Our department's office space occupied a floor once utilized by a media entity, and there were televisions hanging from the support beams throughout, and one of them was located right above my cube. They came in handy when you were working late during Monday Night Football or if you wanted to catch a few minutes of the Today Show with your morning coffee when you arrived early. That morning, they became so much more.
I was working when I happened to glance up and notice that one of my colleagues had turned on one of the TV's a few rows of cubicles away from mine. I saw the twin towers, one with smoke billowing out of it. I thought he was watching a movie at first, which seemed very odd for that hour of the morning. I tried to catch his attention, as did others and heard him explain "One of the Twin Towers is on fire." And then I watched as a plane went straight into the second tower, live on TV.
Did I just see that? Did a plane fly into a building? Was it the smoke that blocked it's view? How could such an accident happen? We continued to watch the scene unfold on TV. Colleagues with friends in Manhattan and in the World Trade Center began to make phone calls. We began to wonder about the planes - we all traveled regularly. Did we know anyone on that plane?
As we watched with thoughts of the people of New York, the image on the screen changed. Suddenly, it was a split screen view. On one side, the World Trade Center, on the other The Pentagon.
And that was the moment - the moment it all became surreal. I turned my head from the television where it all seemed so far away, to look behind me at the Potomac and see the smoke billowing down the water from The Pentagon. This wasn't just happening somewhere else. It was happening here… now.
At this point more phone calls started. I immediately tried to reach a friend who was working on an assignment at the Pentagon that week. The phone lines were overloaded. It was hard to reach anyone.
We continued to watch, unsure of what to do. Rumors circulated that another plane was bound for the White House. Was it safer to stay or to drive home? We waited for any information the reporters could share.
And then it happened, as I watched, that first tower crumbled. A former colleague has told me that one of his memories of that day was me because I was the first to realize what happened and I just kept repeating, "Oh my God… oh my God…" I had just witnessed a building, filled with people, crumbling to the ground. It's an image that will stick in my head forever.
At that point, many of us made the decision to leave and get home, but how? My morning commute took me past the exact place where the plane had hit the Pentagon. If I had been running late that morning, I would have witnessed it as it happened. That thought was irrational and bizarre - surreal.
I have no idea how I found my way out of the city that day. This was before GPS, and even though I had been in the DC area for over a year, I still didn't really know my way around. I somehow ended up in Maryland, driving back towards Virginia on I-495, again crossing the Potomac and seeing the smoke billowing.
In the days that followed, many things happened. We took in our friend who had been at the Pentagon. She was safe, but scared. We witnessed many acts of kindness. We heard of friends who had lost loved ones. We waited for friends and colleagues who were grounded in other cities to make their way home, many renting cars and driving cross-country with strangers.
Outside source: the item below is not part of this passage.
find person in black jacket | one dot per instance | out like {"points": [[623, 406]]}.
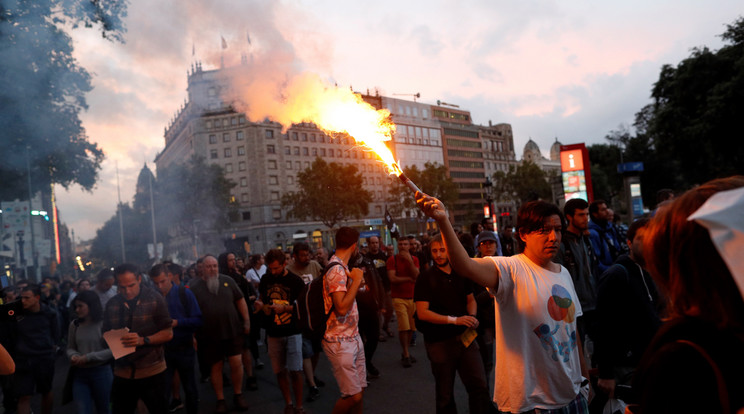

We went to Church. We had moments of panic, like when someone drove a car into the Saudi Arabian embassy across the street from our office. We cried. We hugged. We remembered.
Thirteen years later, it still seems so fresh in my mind. I don't keep in touch with many of the people who stood by me and witnessed the events in my office that day. Some, but not all. But they are forever in my memory. As I said, it was one of the two most surreal moments of my life with a bizarre series of details I'll never forget.
What was the other? The day The Boy was born.